There are three potential ways the zone could be implemented.
There were 10,970 individual responses to public consultation and three petitions opposing the ‘peak-time congestion control points’ (PCCPs), gathering 10,590 signatures in all.
Now, City Deal plans to push forward with the seven other proposals, including a workplace parking levy (WPL), with the addition of a ‘Clean Air Zone’ – described as a “more nuanced set of physical demand measures”.
A new transport officer is expected to be appointed this month to take the lead on schemes being lined up for delivery.
City Deal board chair Cllr Lewis Herbert also made it clear that a congestion charge for the city would not be progressed, despite growing calls for one from some quarters in recent weeks. A Clean Air Zone could be seen as a similar concept – so what exactly could it mean?
City Deal’s head of city access, Hilary Holden, told the Cambridge Independent that the zone would not necessarily mean a pollution charge and would likely not be used to generate revenue.
She said: “There are three ways of achieving a Clean Air Zone, only one is a pollution charge.
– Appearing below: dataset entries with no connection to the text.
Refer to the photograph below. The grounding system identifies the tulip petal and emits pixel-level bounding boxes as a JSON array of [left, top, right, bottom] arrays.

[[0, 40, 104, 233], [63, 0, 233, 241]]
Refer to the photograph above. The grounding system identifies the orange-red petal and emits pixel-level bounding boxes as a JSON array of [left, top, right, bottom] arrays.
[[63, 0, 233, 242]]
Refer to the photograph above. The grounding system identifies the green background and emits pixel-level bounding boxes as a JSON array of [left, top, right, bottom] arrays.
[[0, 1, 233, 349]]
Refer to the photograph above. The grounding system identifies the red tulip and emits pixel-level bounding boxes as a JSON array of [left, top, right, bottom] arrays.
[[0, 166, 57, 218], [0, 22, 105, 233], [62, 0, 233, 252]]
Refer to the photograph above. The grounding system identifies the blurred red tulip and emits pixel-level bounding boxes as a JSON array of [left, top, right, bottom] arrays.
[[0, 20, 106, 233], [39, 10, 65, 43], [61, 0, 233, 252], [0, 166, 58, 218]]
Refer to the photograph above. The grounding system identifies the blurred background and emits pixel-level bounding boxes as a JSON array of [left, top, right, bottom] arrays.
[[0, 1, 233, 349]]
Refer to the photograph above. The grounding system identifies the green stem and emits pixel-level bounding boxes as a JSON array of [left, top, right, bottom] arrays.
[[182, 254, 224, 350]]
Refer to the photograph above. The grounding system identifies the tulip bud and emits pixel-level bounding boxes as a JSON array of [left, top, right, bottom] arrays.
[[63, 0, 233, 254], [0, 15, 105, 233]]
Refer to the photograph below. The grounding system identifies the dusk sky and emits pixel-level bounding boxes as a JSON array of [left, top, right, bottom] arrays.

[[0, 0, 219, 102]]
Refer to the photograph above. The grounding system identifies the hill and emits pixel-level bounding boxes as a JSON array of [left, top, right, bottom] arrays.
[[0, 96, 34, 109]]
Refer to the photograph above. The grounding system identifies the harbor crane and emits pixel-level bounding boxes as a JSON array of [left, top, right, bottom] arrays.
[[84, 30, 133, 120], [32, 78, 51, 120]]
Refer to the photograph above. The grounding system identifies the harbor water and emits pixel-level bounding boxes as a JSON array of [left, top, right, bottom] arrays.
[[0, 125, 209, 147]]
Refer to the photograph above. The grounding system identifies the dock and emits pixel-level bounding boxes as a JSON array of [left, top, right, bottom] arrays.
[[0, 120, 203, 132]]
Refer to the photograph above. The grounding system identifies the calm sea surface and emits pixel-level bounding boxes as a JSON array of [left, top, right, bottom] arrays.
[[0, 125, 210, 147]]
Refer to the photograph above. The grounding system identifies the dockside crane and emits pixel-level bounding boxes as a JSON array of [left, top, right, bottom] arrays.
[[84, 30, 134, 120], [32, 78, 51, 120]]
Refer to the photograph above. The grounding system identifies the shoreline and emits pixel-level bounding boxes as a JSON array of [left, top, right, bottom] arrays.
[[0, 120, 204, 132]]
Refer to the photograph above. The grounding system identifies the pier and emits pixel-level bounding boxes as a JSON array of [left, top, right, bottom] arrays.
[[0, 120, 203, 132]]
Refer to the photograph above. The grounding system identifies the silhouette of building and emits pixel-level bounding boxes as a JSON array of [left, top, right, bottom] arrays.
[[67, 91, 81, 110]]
The second is one which proactively bans certain vehicles that aren’t clean or sees that only certain vehicle types that are clean enter.
“There are a range of possibilities. We’re on a wave of momentum in delivering clean air, nationally. I think we can benefit from what they’re doing.”
“We are putting clean air up there because a lot of people brought it up on the consultation for PCCPs – conventionally fuelled motorbikes, for example, could go through but they contribute to poor air quality.”
The Clean Air Zone would likely share the same border as the Air Quality Management Area that is already in place in Cambridge - the red line on the above map.
In 2014, Public Health England published a study that concluded that ‘particulate air pollution’ accounted for 47 deaths of residents aged over 25 in Cambridge in 2010 and an associated loss of 468 years of life. Across the East, 5.6 per cent of deaths that year were attributed to poor air quality.
A workplace parking levy (WPL) would be used by the City Deal to raise funds, subsidising buses which would tackle congestion and air quality problems. In Nottingham, WPL money has been used to buy electric buses.